This paper considers binary classification of high-dimensional features under a postulated model with a low-dimensional latent Gaussian mixture structure and non-vanishing noise. A generalized least squares estimator is used to estimate the direction of the optimal separating hyperplane. The estimated hyperplane is shown to interpolate on the training data. While the direction vector can be consistently estimated as could be expected from recent results in linear regression, a naive plug-in estimate fails to consistently estimate the intercept. A simple correction, that requires an independent hold-out sample, renders the procedure minimax optimal in many scenarios.

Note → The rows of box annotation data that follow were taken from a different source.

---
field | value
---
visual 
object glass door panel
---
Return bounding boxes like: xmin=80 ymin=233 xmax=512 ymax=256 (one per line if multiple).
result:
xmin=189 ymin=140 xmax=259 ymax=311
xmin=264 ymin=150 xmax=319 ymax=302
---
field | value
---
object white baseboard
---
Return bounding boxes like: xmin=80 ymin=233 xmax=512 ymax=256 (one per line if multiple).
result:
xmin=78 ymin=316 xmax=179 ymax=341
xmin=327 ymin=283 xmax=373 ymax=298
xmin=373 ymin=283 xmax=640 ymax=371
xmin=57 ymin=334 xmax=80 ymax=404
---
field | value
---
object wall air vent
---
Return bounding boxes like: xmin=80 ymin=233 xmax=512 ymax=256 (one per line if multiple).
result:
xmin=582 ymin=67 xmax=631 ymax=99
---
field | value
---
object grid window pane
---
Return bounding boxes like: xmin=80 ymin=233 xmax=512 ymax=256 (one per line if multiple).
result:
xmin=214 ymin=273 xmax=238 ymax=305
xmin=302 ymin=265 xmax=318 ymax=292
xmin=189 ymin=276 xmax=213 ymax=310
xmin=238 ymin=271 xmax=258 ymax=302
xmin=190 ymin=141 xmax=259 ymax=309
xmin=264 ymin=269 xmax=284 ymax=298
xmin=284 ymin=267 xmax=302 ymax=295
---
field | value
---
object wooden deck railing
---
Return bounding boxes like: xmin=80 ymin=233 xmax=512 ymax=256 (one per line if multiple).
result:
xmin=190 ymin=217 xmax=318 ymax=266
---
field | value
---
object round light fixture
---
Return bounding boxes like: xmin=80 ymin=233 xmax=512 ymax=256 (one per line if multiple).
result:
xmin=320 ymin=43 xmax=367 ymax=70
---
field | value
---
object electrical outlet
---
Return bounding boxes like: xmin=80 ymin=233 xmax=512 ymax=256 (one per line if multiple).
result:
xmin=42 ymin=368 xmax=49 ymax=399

The interpolation property of the latter procedure can be retained, but surprisingly depends on the way the labels are encoded.

翻译：本文考虑在假设模型下对高维特征进行二分类，该模型具有低维隐高斯混合结构且噪声非零。采用广义最小二乘估计器估计最优分离超平面的方向。所估计的超平面在训练数据上具有插值性质。尽管根据线性回归领域的最新结果，方向向量可被一致估计，但直接代入估计量却无法一致地估计截距项。通过一个需要独立保留样本的简单修正，可使该过程在许多场景下达到极小化最优。修正后的过程仍能保留插值性质，但令人惊讶的是，该性质取决于标签的编码方式。